Under Labor’s world-first laws all cigarettes must be sold in drab olive-brown packs from Saturday.
Large graphic health warnings will dominate the packs and brand names will be written in a small, generic font.
But small retailers have complained that some manufacturers are refusing to swap left-over branded stock for plain packs.
“This is a deliberate tactic to disrupt plain packaging,” Ms Plibersek said in a statement on Thursday.
“We call on all manufacturers to work with small business and take back non-compliant stock.”
Ms Plibersek said big tobacco had been given a year to get ready for plain packaging and the government wouldn’t let them “cause chaos” at the last minute.
Any small retailers caught selling branded packs from Saturday wouldn’t face heavy fines straight away.
“In the first instance we will take an educative approach to help them comply with the new legislation,” the minister said.

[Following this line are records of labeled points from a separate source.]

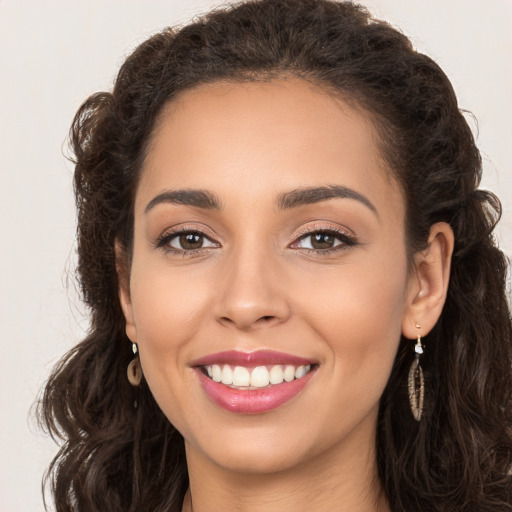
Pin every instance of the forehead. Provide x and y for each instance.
(256, 138)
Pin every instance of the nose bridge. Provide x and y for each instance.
(250, 291)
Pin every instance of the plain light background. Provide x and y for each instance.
(53, 54)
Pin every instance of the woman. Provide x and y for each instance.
(297, 302)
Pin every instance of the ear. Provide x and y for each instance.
(428, 284)
(123, 278)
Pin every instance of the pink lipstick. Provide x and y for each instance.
(253, 382)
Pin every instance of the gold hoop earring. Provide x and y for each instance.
(134, 370)
(416, 381)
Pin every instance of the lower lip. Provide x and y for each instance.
(252, 401)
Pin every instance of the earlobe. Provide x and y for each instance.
(123, 278)
(429, 282)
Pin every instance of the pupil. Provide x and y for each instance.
(322, 241)
(191, 241)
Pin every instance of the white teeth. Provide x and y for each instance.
(241, 376)
(289, 373)
(216, 373)
(260, 377)
(300, 372)
(276, 375)
(227, 375)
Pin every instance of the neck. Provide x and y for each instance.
(344, 478)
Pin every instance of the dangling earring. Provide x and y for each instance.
(134, 370)
(416, 381)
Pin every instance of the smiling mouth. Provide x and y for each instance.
(247, 378)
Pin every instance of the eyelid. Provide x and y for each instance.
(162, 241)
(345, 236)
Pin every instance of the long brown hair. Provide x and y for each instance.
(117, 457)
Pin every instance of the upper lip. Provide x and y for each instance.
(253, 358)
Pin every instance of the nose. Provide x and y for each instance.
(251, 294)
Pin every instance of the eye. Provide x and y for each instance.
(185, 241)
(324, 241)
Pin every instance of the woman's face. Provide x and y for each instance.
(268, 235)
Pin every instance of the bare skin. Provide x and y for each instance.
(257, 278)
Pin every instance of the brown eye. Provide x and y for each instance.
(322, 241)
(188, 241)
(191, 241)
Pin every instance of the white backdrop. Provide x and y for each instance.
(55, 53)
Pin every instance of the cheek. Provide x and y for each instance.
(359, 316)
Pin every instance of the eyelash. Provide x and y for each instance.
(347, 241)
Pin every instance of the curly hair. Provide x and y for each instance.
(458, 458)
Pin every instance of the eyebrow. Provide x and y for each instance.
(298, 197)
(311, 195)
(191, 197)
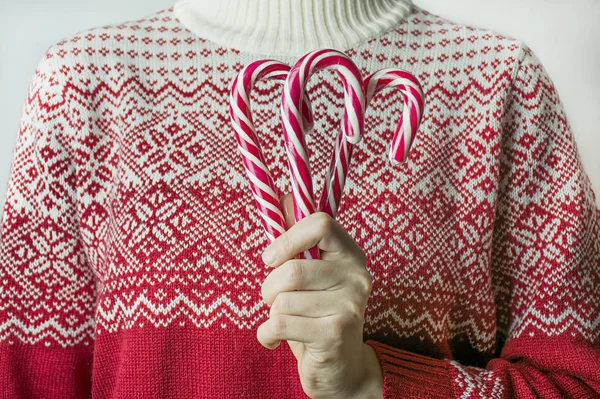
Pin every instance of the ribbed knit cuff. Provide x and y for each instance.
(408, 375)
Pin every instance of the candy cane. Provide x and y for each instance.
(261, 182)
(408, 125)
(297, 151)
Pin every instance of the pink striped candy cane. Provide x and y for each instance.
(261, 182)
(291, 115)
(408, 125)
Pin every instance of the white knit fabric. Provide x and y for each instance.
(290, 27)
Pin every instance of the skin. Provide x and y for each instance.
(318, 307)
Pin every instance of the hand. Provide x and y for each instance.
(318, 307)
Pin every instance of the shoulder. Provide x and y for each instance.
(105, 52)
(449, 44)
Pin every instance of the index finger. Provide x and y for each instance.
(316, 229)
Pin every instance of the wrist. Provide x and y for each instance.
(372, 386)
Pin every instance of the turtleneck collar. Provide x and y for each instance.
(290, 27)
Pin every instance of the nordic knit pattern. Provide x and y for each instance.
(130, 244)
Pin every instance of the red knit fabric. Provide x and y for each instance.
(130, 245)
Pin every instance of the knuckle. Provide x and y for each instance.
(296, 272)
(286, 245)
(279, 326)
(281, 304)
(325, 222)
(356, 314)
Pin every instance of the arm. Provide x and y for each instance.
(545, 267)
(47, 289)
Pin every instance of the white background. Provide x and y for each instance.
(564, 34)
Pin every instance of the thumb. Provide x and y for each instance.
(287, 206)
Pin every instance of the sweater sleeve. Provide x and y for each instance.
(47, 289)
(545, 265)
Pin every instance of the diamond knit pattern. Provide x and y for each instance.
(130, 244)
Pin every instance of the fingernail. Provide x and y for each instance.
(269, 255)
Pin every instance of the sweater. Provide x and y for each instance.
(130, 243)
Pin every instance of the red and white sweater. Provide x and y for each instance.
(130, 243)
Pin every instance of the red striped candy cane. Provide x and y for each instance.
(414, 102)
(261, 182)
(291, 115)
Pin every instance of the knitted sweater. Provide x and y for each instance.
(130, 243)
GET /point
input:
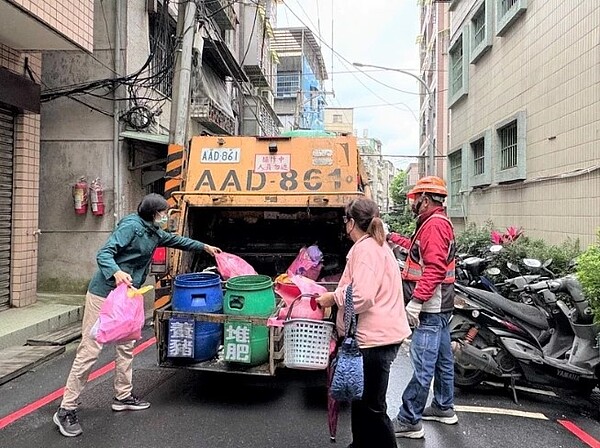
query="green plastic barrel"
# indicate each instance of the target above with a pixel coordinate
(249, 295)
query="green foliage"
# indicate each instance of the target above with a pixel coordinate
(398, 189)
(474, 240)
(401, 222)
(562, 255)
(588, 273)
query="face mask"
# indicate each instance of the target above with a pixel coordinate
(416, 206)
(162, 222)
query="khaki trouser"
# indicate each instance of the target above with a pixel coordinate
(87, 354)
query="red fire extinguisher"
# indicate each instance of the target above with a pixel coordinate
(96, 198)
(80, 192)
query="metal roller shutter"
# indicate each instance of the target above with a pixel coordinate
(7, 132)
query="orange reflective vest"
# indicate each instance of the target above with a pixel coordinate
(413, 269)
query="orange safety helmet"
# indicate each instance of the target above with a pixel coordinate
(429, 184)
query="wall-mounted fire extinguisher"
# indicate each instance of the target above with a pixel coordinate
(96, 197)
(80, 196)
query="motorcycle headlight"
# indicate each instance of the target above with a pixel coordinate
(462, 302)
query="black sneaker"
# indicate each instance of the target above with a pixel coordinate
(436, 414)
(131, 403)
(67, 422)
(405, 429)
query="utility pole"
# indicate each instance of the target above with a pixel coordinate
(180, 104)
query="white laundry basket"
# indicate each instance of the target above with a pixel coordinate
(306, 343)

The federal health department also has raised concerns about manufacturers putting travel destination codes such as AUS, LDN and NYC, as well as ringed watermarks, on cigarettes to make them look more sophisticated.
A spokesman for Ms Plibersek on Thursday said the companies had now “agreed to change the alphanumeric codes and remove the watermarking”.
The High Court backed the government’s plain-packaging legislation earlier this year saying it involved regulating, not acquiring, big tobacco’s brands and logos.